Kentucky comes in on a five-game winning streak, and they have scored at least a point per possession in all five of those games. While their offense has been good this year, there are a couple of reasons to believe Kansas could hold them down a bit.
The first is Kentucky’s lack of 3-point shooting. While they shoot a fair percentage from three (roughly 35 percent), they take a shockingly low number of them, just under 30 percent of their field goal attempts, which ranks 338th nationally. That rank has been even lower in SEC play.
Secondly, Kentucky relies a lot on their offensive rebounding and getting to the free throw line to score. Kansas has struggled at times on the defensive glass this year, but did well against West Virginia, who hits the offensive glass at a similar rate to the Wildcats (although Kentucky has more size and athleticism).

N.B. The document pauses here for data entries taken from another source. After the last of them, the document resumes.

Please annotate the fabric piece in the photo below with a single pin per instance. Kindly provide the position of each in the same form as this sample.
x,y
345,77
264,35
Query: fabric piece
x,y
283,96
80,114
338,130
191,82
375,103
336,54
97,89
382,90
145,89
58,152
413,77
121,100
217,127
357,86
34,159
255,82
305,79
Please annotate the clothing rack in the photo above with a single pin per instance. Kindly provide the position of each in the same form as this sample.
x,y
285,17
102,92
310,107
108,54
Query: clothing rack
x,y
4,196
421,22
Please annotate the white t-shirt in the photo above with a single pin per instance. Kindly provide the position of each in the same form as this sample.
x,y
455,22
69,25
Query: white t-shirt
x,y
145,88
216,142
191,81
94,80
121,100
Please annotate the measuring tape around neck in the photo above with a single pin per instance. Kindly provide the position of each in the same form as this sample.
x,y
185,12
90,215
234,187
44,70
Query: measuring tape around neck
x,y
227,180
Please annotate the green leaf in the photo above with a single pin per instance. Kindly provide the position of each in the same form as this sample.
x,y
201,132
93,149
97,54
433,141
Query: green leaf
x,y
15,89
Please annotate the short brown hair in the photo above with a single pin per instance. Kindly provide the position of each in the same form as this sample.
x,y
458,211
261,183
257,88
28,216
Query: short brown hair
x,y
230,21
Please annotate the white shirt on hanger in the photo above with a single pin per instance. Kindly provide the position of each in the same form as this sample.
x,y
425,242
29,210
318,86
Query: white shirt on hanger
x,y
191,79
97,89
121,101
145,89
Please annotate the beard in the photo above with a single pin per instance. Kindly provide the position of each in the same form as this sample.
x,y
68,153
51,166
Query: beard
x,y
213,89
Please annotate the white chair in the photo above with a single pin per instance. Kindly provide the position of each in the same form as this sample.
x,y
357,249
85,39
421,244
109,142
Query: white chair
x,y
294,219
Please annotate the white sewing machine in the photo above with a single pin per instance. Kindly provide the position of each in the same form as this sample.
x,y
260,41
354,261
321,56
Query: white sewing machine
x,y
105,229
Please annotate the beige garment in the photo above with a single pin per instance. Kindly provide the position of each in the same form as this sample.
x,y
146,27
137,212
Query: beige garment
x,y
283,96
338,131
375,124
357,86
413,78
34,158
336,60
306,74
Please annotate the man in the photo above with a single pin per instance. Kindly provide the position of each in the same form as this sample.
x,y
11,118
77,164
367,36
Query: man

Defensively, Kentucky is once again one of the best in the SEC and the nation. They’re allowing .93 points per trip in SEC play to lead the league, and have allowed more than 1 point per trip just five times this season. Kentucky doesn’t do any one thing spectacularly defensively, but they force an above average number of turnovers, keep opponents off the glass, and limit good attempts inside.
Kansas will have to take a few more threes than they’re probably comfortable with, and will have to make a few more than they usually do in order to win.
Players to Watch
Keldon Johnson, 6-6 freshman guard
Johnson started slow but has turned into an excellent guard for the Wildcats. He is shooting 38 percent from three and 57 percent on twos. This will likely be the matchup to watch as Marcus Garrett will probably guard Johnson for most of the game.
Reid Travis, 6-8 senior forward
The grad transfer from Stanford terrorized the Jayhawks in Allen Fieldhouse two years ago, but was much quieter last year when the Jayhawks made the return trip. He’s at 56 percent on twos this season and has been one of the Wildcats’ best rebounders, but he’s also probably the guy to take advantage of defensively.
PJ Washingon, 6-8 sophomore forward
Probably the best athlete on the team, Washington has had a breakout sophomore season, shooting 55 percent on twos and over 40 percent from three (although on just 34 attempts). He’s been a terror on the glass and is a decent shotblocker without fouling too much. Getting him in foul trouble would be a huge boost for the Jayhawks.
Kansas and Kentucky are roughly equal teams, and I think Kansas matches up with Kentucky fairly well due to the Wildcats not taking a ton of threes. However, Kansas has some offensive challenges, and Kentucky is built to exacerbate those challenges. When things are even, I say tie goes to the home team. I’ll take Kentucky in a close, low scoring game, 67-62.